The Ablatherm machine consists of a treatment module that includes the patient’s bed, probe positioning system, ultrasound power generator, cooling system for preservation of the rectal wall, and ultrasound scanner used during the treatment localization phase. There is also a treatment and imaging endorectal probe that incorporates both a biplanar imaging probe working at 7.5 MHz (Figure 3) and a treatment transducer focused at a maximum of 45 mm working at 3 MHz [26,36].

Figure 3.

Figure 3

Different transrectal HIFU transducers for Sonablate 500 and Ablatherm [26].

Numerous safety features have been incorporated, including a safety ring that stabilizes the rectal wall during transducer movements, a permanent control of the distance between the therapy transducer and the rectal wall, and a patient motion detector that stops treatment if the patient moves during the firing sequence [37]. HIFU is delivered as a single session therapy under spinal anesthesia for the duration of 2 to 3 hours. The treatment is conducted with the patient in the lateral position [37].

Unlike the Ablatherm machine, the Sonablate system has no dedicated bed. Several treatment probes are available, and are selected by the operator according to the size of the elementary lesion required, 10 mm in length and 2 mm in diameter for a single beam performing with 25-mm or 45-mm focal length probes, and 10 mm in length and 3 mm in diameter for a split beam performing with 30-mm, 35–mm, or 40-mm focal length probes [38].

Treatment parameters may also vary depending on the operator choice. Treatment is performed with patients in a dorsal position under general anesthesia. The probe (Figure 3) is chosen depending on prostate size, with larger glands requiring longer focal lengths. The treatment is usually conducted in three consecutive coronal layers, starting from the anterior part of the prostate and progressively moving to the posterior part, with at least one probe switch during the procedure [26,38].

Measurement of HIFU effects on PC tissues

Most patients treated with HIFU presented with localized cancer [36]. Usually HIFU is used as a standalone procedure with a 5-year disease-free survival rate (biochemical) by 77% for Ablatherm and 45–84% for Sonablate [39]. Best results after HIFU in terms of negative biopsies and low (prostatic specific antigen) PSA levels were achieved in patients with low-grade PC [39]. Based on The French Association of Urology (AFU) review, HIFU is the best short-term cancer control modality in terms of the rate of negative biopsies and decrease in PSA serum levels [40].
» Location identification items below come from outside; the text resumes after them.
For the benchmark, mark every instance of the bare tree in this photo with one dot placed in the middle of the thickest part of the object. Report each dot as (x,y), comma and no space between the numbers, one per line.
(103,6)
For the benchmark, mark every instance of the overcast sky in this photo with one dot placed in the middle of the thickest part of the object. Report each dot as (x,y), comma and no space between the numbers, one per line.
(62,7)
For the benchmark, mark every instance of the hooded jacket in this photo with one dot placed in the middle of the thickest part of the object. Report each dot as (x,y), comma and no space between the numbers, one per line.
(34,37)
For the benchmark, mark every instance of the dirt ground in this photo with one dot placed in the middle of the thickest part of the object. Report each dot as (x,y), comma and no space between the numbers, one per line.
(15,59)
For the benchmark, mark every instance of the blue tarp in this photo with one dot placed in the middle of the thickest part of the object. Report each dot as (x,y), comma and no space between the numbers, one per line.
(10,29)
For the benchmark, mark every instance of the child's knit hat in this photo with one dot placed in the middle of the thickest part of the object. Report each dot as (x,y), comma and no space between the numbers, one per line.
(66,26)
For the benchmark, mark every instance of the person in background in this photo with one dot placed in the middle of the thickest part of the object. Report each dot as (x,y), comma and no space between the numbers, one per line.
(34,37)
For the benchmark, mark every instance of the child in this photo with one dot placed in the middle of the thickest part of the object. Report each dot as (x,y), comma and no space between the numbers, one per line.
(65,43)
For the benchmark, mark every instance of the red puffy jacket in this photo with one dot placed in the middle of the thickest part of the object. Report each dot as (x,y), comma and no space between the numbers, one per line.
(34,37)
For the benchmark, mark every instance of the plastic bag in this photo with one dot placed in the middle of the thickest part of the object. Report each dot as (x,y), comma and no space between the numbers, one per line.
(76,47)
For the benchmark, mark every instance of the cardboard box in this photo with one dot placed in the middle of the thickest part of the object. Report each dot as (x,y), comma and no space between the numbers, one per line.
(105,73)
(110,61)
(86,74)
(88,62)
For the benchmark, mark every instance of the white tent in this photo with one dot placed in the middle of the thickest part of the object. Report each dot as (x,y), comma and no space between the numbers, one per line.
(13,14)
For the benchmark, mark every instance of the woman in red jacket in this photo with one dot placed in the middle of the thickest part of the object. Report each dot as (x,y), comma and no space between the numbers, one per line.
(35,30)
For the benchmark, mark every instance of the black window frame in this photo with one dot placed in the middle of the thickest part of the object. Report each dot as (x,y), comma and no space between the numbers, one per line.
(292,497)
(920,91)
However, cautious optimism is recommended, as long-term results have not been provided yet. HIFU was delivered to regions of the prostate where biopsies had revealed cancer, and histological examination found a sharp demarcation between HIFU-treated and untreated areas, with complete necrosis in all specimens [41]. The treated areas appear as a non-enhancing hypointense zone surrounded by a peripheral rim of enhancement, 3 mm to 8 mm thick. These abnormalities correspond to a nucleus of coagulation necrosis surrounded by a peripheral zone of inflammation. Treatment-induced abnormalities visible with MRI usually disappear in 3 to 5 months in a centripetal manner, and HIFU-induced tissue contraction follows after about 6 months in small prostates of approximately 5cc [42].

Indications for HIFU therapy of PC

The most widespread use of HIFU, and initially the only indication for its use, has been in patients with localized PC who are not candidates for surgery because of age, general health status, a prohibiting comorbidity or a preference not to undergo radical prostatectomy [13]. However, with the accumulation of clinical experience and expansion of research protocols, these indications have broadened [10,43].

However, the indications have been expanded based on clinical experience to include partial and focal therapy in unilateral low volume, low-Gleason tumors, incidental prostate cancer after trans-urethral resection (TUR), salvage therapy in recurrent prostate cancer after radical prostatectomy, radiotherapy, or hormone ablation, for locally advanced prostate cancer as adjuvant local tumor-debulking therapy, non-metastatic as well as metastatic stages, and hormone-resistant prostate cancer (HRPCa). It is well accepted that the gland can also be downsized by 30% within 3 months of androgen deprivation therapy (ADT), besides TURP. Still remaining contraindications for the HIFU device are a missing or a small rectum and a damaged rectal wall, caused by previous prostatic/rectal therapies [44].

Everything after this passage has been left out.